Nella scorsa Settimana Santa, violenti scontri si sono verificati
nella contea Cangnan. Domenica delle Palme 30 poliziotti hanno
disperso i fedeli che pregavano in una casa vicino alla chiesa di
Lupu. Il Giovedì santo le autorità hanno vietato l'accesso alla
chiesa inchiodando le porte e, quando la gente si è riunita
all'esterno, è stata subito dispersa con la forza. In serata,
raggruppatisi nelle strade per recitare il rosario, i fedeli sono
stati di nuovo dispersi e picchiati da un centinaio di agenti.
Arabia
Saudita
Considerandosi
un'estensione dello haram, la terra santa, ogni pratica di un
culto che non sia quello musulmano, anche in forma privata, è
vietata. Per riunirsi in sicurezza, i più fortunati tra i 600mila
cristiani immigrati nel regno devono ricorrere ai più vari
stratagemmi oppure si trovano costretti a costituire gruppi
clandestini di preghiera o di studio della Bibbia che si
riuniscono in case private. La partecipazione a queste riunioni
non è, ovviamente, senza rischio con i mutawa'in (la polizia
religiosa) sempre in agguato. La scoperta di materiale
non-islamico come rosari, croci, immagini sacre e Bibbie porta
all'arresto.
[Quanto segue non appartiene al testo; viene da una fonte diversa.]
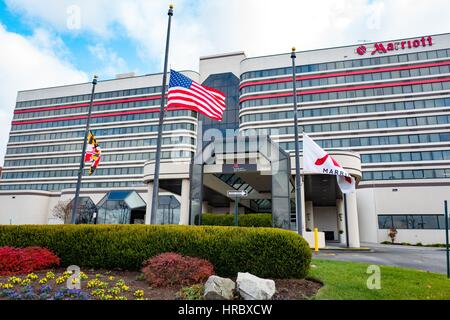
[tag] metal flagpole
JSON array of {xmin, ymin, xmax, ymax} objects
[
  {"xmin": 444, "ymin": 200, "xmax": 449, "ymax": 278},
  {"xmin": 344, "ymin": 193, "xmax": 350, "ymax": 248},
  {"xmin": 291, "ymin": 47, "xmax": 303, "ymax": 235},
  {"xmin": 71, "ymin": 75, "xmax": 98, "ymax": 224},
  {"xmin": 150, "ymin": 4, "xmax": 174, "ymax": 224}
]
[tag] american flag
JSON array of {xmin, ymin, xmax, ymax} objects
[{"xmin": 167, "ymin": 69, "xmax": 226, "ymax": 121}]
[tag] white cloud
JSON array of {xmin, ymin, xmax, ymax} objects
[
  {"xmin": 6, "ymin": 0, "xmax": 450, "ymax": 72},
  {"xmin": 88, "ymin": 43, "xmax": 130, "ymax": 78},
  {"xmin": 0, "ymin": 24, "xmax": 88, "ymax": 164}
]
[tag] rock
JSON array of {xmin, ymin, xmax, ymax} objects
[
  {"xmin": 236, "ymin": 272, "xmax": 276, "ymax": 300},
  {"xmin": 203, "ymin": 275, "xmax": 235, "ymax": 300}
]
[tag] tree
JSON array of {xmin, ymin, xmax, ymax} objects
[
  {"xmin": 388, "ymin": 228, "xmax": 398, "ymax": 244},
  {"xmin": 52, "ymin": 200, "xmax": 72, "ymax": 224}
]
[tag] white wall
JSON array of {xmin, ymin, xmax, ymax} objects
[
  {"xmin": 358, "ymin": 185, "xmax": 450, "ymax": 244},
  {"xmin": 0, "ymin": 194, "xmax": 52, "ymax": 224},
  {"xmin": 314, "ymin": 207, "xmax": 338, "ymax": 240}
]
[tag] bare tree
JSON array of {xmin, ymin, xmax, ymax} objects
[{"xmin": 52, "ymin": 200, "xmax": 72, "ymax": 224}]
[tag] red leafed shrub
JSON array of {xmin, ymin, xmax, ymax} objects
[
  {"xmin": 141, "ymin": 252, "xmax": 214, "ymax": 287},
  {"xmin": 0, "ymin": 247, "xmax": 60, "ymax": 275}
]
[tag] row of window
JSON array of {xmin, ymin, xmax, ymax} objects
[
  {"xmin": 9, "ymin": 122, "xmax": 196, "ymax": 144},
  {"xmin": 361, "ymin": 150, "xmax": 450, "ymax": 163},
  {"xmin": 244, "ymin": 114, "xmax": 450, "ymax": 137},
  {"xmin": 240, "ymin": 97, "xmax": 450, "ymax": 123},
  {"xmin": 241, "ymin": 64, "xmax": 450, "ymax": 94},
  {"xmin": 4, "ymin": 152, "xmax": 151, "ymax": 167},
  {"xmin": 0, "ymin": 181, "xmax": 146, "ymax": 191},
  {"xmin": 2, "ymin": 167, "xmax": 143, "ymax": 180},
  {"xmin": 241, "ymin": 80, "xmax": 450, "ymax": 108},
  {"xmin": 362, "ymin": 169, "xmax": 450, "ymax": 181},
  {"xmin": 6, "ymin": 136, "xmax": 194, "ymax": 155},
  {"xmin": 378, "ymin": 214, "xmax": 447, "ymax": 230},
  {"xmin": 13, "ymin": 97, "xmax": 169, "ymax": 120},
  {"xmin": 16, "ymin": 86, "xmax": 165, "ymax": 109},
  {"xmin": 240, "ymin": 49, "xmax": 450, "ymax": 80},
  {"xmin": 12, "ymin": 110, "xmax": 197, "ymax": 131},
  {"xmin": 278, "ymin": 132, "xmax": 450, "ymax": 151}
]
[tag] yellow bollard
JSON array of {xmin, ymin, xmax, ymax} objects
[{"xmin": 314, "ymin": 228, "xmax": 319, "ymax": 253}]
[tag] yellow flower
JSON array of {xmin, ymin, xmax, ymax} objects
[
  {"xmin": 55, "ymin": 276, "xmax": 65, "ymax": 285},
  {"xmin": 134, "ymin": 289, "xmax": 144, "ymax": 298},
  {"xmin": 46, "ymin": 271, "xmax": 55, "ymax": 279},
  {"xmin": 71, "ymin": 278, "xmax": 79, "ymax": 285},
  {"xmin": 95, "ymin": 274, "xmax": 102, "ymax": 279},
  {"xmin": 108, "ymin": 276, "xmax": 115, "ymax": 281},
  {"xmin": 116, "ymin": 296, "xmax": 127, "ymax": 300},
  {"xmin": 121, "ymin": 285, "xmax": 130, "ymax": 292},
  {"xmin": 27, "ymin": 273, "xmax": 38, "ymax": 281},
  {"xmin": 80, "ymin": 272, "xmax": 89, "ymax": 280},
  {"xmin": 116, "ymin": 279, "xmax": 125, "ymax": 287},
  {"xmin": 20, "ymin": 279, "xmax": 31, "ymax": 286},
  {"xmin": 107, "ymin": 287, "xmax": 121, "ymax": 295},
  {"xmin": 91, "ymin": 288, "xmax": 105, "ymax": 296},
  {"xmin": 2, "ymin": 283, "xmax": 13, "ymax": 289},
  {"xmin": 8, "ymin": 276, "xmax": 21, "ymax": 284},
  {"xmin": 103, "ymin": 295, "xmax": 114, "ymax": 300},
  {"xmin": 39, "ymin": 278, "xmax": 48, "ymax": 284}
]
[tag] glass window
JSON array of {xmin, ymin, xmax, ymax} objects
[
  {"xmin": 378, "ymin": 216, "xmax": 393, "ymax": 229},
  {"xmin": 421, "ymin": 215, "xmax": 439, "ymax": 229},
  {"xmin": 392, "ymin": 215, "xmax": 408, "ymax": 229}
]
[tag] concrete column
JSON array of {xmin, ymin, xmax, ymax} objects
[
  {"xmin": 201, "ymin": 201, "xmax": 209, "ymax": 214},
  {"xmin": 346, "ymin": 192, "xmax": 361, "ymax": 248},
  {"xmin": 336, "ymin": 198, "xmax": 346, "ymax": 244},
  {"xmin": 179, "ymin": 179, "xmax": 190, "ymax": 225},
  {"xmin": 144, "ymin": 182, "xmax": 154, "ymax": 225},
  {"xmin": 305, "ymin": 201, "xmax": 314, "ymax": 231}
]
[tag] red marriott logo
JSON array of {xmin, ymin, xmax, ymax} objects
[{"xmin": 357, "ymin": 36, "xmax": 433, "ymax": 56}]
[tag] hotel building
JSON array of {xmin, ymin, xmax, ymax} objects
[{"xmin": 1, "ymin": 33, "xmax": 450, "ymax": 247}]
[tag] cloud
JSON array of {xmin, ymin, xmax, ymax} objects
[
  {"xmin": 6, "ymin": 0, "xmax": 450, "ymax": 71},
  {"xmin": 88, "ymin": 43, "xmax": 130, "ymax": 78},
  {"xmin": 0, "ymin": 24, "xmax": 88, "ymax": 164}
]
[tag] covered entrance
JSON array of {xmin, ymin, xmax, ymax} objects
[{"xmin": 189, "ymin": 135, "xmax": 292, "ymax": 230}]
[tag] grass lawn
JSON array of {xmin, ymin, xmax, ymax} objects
[{"xmin": 309, "ymin": 259, "xmax": 450, "ymax": 300}]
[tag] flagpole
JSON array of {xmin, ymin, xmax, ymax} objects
[
  {"xmin": 150, "ymin": 4, "xmax": 174, "ymax": 224},
  {"xmin": 71, "ymin": 75, "xmax": 98, "ymax": 224},
  {"xmin": 291, "ymin": 47, "xmax": 303, "ymax": 235},
  {"xmin": 344, "ymin": 193, "xmax": 350, "ymax": 248}
]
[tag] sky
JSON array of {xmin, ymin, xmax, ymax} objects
[{"xmin": 0, "ymin": 0, "xmax": 450, "ymax": 164}]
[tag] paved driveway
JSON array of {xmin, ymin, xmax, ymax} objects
[{"xmin": 315, "ymin": 243, "xmax": 449, "ymax": 274}]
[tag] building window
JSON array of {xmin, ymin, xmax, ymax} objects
[{"xmin": 378, "ymin": 214, "xmax": 446, "ymax": 229}]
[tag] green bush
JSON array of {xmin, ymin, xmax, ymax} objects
[
  {"xmin": 198, "ymin": 214, "xmax": 272, "ymax": 227},
  {"xmin": 0, "ymin": 225, "xmax": 311, "ymax": 279}
]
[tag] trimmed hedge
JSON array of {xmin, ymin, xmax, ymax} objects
[
  {"xmin": 0, "ymin": 225, "xmax": 311, "ymax": 279},
  {"xmin": 199, "ymin": 213, "xmax": 272, "ymax": 227}
]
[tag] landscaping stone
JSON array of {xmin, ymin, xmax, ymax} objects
[
  {"xmin": 203, "ymin": 275, "xmax": 235, "ymax": 300},
  {"xmin": 236, "ymin": 272, "xmax": 276, "ymax": 300}
]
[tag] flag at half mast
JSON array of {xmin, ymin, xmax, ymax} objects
[
  {"xmin": 303, "ymin": 133, "xmax": 356, "ymax": 194},
  {"xmin": 167, "ymin": 69, "xmax": 226, "ymax": 121},
  {"xmin": 85, "ymin": 131, "xmax": 101, "ymax": 176}
]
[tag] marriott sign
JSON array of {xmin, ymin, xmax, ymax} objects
[{"xmin": 356, "ymin": 36, "xmax": 433, "ymax": 56}]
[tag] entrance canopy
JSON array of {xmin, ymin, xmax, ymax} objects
[{"xmin": 189, "ymin": 135, "xmax": 292, "ymax": 229}]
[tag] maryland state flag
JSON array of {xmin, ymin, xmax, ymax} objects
[{"xmin": 85, "ymin": 131, "xmax": 101, "ymax": 176}]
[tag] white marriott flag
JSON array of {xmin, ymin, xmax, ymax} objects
[{"xmin": 303, "ymin": 133, "xmax": 356, "ymax": 194}]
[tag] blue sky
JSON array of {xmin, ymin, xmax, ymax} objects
[{"xmin": 0, "ymin": 0, "xmax": 450, "ymax": 163}]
Si calcola che nel solo periodo 1990-1993, ben
trecentoventinove cristiani siano stati arrestati, puniti ed
estradati per questo «reato».
Nepal
Il
governo non registra ufficialmente le Chiese e non garantisce il
rispetto del loro diritto di proprietà. Non solo. Secondo un
recente dispaccio dell'agenzia Asia News, i cristiani nepalesi
denunciano continui attacchi nelle zone rurali del Paese. Un
leader cristiano ha parlato di un irruzione nel villaggio di
Gorkha, durante la quale alcune famiglie cristiane sono state
molestate e sfrattate. Secondo i media, l'episodio di Gorkha
testimonia la crescente ostilità degli indù verso il
cristianesimo. Sul Kantipur Weekly, un giornalista ha accusato i
cristiani di indebolire la cultura indù del Paese con i loro «complotti
per la conversione» e «pratiche di adescamento» preannunciando,
nel caso non dovesse cambiare la situazione, la nascita di
organizzazioni fondamentaliste indù sul modello indiano.